Choosing assisted living can be a difficult decision for many families. There are several things to consider before transitioning from home to assisted living that may feel like an overwhelming process. How do you know if your parents need care?
What types of care should you look for when choosing a facility? And what will happen if they outlive their income, later on, requiring Medicaid coverage? In this blog post, we’ll explore these questions and more to help make the process just a little bit easier.
What does assisted living do, and how does it work?
Assisted living is a senior housing option that combines independent living and health services, such as 24-hour supervision and assistance with daily tasks like bathing, dressing, cooking meals, or taking medications. What does this mean for your loved one? It means they’ll have the independence of their own home but with an added sense of safety in knowing there are people nearby who can help them whenever needed.
Things to consider for making a better decision:
1. Know the different facilities available: What type of services does the facility offer? What is your loved one’s budget for assisted living? What types of care and accommodations are available, and do they have a waiting list to get in, or can you reserve now? Plus, does the facility have an emergency plan in place for residents? What is it like to live at home with assisted living nearby?
2. Look at Medicare coverage: It may be difficult to see when someone becomes eligible for Medicaid, especially if they have some degree of income. This could happen after their savings run out but before they become so ill that they require full-time nursing care. To help avoid this situation, ask about Medicare eligibility requirements today!
3. Costs associated with assisted living facilities: You need to understand how much costs will change for your loved one to switch from living independently at home and whether this is a cost that they can manage. What types of payment plans are offered? What about utilities or medical needs if they need assistance with these as well? You should also check different plans and see why they differ in price. What about the extras, like transportation or housekeeping?
4. Housing: What can you expect related housing options from assisted living facilities? What is the average room size, and how many residents do they house at one time? What type of private rooms or shared bedrooms are available for rent, with both having pros and cons. You can also check their architecture or pricing plans on Senior Site as they have verified listings and contacts of assisted living facilities.
5. The quality of care: What services does the assisted living facility offer? What level of nursing care do you want—or will it be handled by in-home nurses instead? Do you have any dietary restrictions to take into account when choosing an assisted live facility, such as kosher food choices or vegetarian diet accommodations (if so, make sure those types of meals are available)? Are there physical therapy programs on site too?
6. Know how often they allow visitors: What are the assisted living policies for visitors? What do you have to provide if a visitor wishes to visit, and how often does the facility allow them in? This is a huge factor for many people and can make a difference in the decisions that are made.
7. Do they offer any special programs: What are the programs available at assisted living facilities? What type of activities do they offer, and what types of entertainment options are there for residents? Are any on-site care services included in the price or an added cost?
8. Quality Care: What is a concierge service offered that provides someone who works primarily with you and your loved one to coordinate everything from their social calendar to appointments during work hours so that nothing comes through the cracks and everyone feels cared for.
What percentage of caregivers are residents, which can dramatically improve the quality of care and staff retention rates? What types of cognitive stimulation are offered to help with memory loss or other significant cognitive impairments? What about a pet therapy program that provides animals for visiting hours at certain times throughout the day? What will happen if they outlive their income, later on, requiring Medicaid coverage?
9. Is it Safe: This may sound silly, but you should be just as concerned about safety in an assisted living facility as you would in your home. What are such things as emergency call buttons within reach from every room, so residents never have to go down hallways alone if something happens during sleep time.
Is there medical staff available 24/hours-a-day and do they provide individual treatment plans for each resident? What about a pet therapy program that provides animals for visiting hours at certain times throughout the day.

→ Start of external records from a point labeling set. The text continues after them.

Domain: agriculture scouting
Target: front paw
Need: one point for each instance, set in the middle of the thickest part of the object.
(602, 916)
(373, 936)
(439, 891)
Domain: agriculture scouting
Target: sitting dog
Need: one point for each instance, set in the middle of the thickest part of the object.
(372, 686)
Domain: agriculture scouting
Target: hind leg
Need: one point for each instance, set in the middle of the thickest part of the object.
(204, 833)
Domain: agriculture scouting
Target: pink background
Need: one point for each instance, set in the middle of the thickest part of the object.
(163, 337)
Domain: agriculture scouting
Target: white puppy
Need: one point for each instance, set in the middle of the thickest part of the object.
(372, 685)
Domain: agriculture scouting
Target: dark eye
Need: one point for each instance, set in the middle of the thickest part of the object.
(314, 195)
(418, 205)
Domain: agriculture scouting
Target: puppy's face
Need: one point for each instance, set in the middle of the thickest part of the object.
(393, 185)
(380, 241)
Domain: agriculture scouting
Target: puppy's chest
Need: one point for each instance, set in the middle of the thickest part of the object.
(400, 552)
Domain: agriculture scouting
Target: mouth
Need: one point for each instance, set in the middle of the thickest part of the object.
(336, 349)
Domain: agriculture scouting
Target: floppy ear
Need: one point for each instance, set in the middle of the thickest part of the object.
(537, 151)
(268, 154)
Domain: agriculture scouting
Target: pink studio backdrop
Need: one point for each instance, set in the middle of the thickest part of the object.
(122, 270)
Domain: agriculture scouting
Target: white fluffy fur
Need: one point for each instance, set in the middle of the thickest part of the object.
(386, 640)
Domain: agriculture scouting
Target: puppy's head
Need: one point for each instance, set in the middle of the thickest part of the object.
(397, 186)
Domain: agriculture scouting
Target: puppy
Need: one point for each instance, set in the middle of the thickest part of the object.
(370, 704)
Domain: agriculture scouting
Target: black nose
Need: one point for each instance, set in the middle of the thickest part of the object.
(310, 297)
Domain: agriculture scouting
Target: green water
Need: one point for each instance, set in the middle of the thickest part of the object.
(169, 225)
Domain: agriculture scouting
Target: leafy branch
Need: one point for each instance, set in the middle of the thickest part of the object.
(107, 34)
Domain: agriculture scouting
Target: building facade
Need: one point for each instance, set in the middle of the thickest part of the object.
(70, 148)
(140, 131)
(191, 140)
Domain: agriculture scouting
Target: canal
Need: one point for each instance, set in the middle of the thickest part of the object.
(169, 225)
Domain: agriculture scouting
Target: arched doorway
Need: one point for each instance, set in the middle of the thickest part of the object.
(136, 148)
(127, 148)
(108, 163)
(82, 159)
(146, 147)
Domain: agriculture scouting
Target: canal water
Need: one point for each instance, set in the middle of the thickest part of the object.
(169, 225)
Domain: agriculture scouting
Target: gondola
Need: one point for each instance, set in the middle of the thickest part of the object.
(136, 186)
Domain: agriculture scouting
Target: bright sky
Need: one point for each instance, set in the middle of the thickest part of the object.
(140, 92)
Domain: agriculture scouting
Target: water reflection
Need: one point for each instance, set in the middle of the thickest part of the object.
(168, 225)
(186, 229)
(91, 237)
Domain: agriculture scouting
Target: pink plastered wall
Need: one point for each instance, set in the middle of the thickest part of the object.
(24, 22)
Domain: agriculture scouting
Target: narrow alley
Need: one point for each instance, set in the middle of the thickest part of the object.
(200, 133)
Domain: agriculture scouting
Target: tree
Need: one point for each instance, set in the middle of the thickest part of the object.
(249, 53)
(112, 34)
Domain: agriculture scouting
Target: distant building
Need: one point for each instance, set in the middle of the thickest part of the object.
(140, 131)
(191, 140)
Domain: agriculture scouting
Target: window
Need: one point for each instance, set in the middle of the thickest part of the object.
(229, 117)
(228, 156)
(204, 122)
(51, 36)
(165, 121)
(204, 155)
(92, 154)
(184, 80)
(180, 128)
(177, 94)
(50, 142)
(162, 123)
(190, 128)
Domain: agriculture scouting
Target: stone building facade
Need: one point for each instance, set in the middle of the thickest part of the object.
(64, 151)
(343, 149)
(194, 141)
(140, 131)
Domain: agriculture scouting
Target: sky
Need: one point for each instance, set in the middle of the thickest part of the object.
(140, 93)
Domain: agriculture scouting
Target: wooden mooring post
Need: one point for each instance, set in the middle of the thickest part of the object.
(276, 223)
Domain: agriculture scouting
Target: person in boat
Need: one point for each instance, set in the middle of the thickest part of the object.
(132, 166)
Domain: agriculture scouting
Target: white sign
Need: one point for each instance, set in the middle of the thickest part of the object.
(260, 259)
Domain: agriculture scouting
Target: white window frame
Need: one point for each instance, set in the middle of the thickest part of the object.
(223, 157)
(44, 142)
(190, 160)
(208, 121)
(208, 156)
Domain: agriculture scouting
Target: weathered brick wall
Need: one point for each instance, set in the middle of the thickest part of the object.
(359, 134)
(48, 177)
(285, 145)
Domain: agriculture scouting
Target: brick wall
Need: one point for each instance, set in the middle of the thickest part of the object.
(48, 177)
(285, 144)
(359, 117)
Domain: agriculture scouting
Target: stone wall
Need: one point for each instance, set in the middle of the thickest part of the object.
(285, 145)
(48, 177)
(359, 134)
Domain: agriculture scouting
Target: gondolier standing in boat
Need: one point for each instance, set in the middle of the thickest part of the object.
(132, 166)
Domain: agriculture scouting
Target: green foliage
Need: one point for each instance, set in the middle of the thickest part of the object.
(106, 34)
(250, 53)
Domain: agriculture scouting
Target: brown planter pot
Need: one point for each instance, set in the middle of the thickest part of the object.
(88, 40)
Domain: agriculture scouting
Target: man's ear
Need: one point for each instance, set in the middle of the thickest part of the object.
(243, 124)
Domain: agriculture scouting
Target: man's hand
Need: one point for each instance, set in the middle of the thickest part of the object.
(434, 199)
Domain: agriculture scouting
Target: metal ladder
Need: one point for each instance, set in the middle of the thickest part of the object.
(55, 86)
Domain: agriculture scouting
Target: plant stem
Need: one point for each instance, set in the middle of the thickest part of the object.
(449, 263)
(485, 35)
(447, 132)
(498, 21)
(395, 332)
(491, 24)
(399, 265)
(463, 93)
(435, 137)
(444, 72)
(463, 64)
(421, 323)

10. What is the facility’s policy on pets? What about visitors, and do they have visiting hours that are separate from the resident’s schedule. What is their visitation policy for these times of the day? You need to also consider things like how much the room and board costs, what their meal plan is, whether or not they offer transportation services for a fee. What are the hours of operation? How do you keep in contact with staff members if there’s an emergency that needs to be reported?
11. See how the staff is: What are their qualifications and how long have they been employed there? What is the turnover rate for employees? And do they offer any programs or activities to help residents stay engaged with life outside of assisted living? What is the staff-to-resident ratio? What is their nurse to resident ratio?
Choosing an assisted living facility is a big decision, but the process doesn’t have to be daunting. Take some time and collect as many details about each facility before making a final decision; you want to ensure that it’s the right choice for both you and your loved one.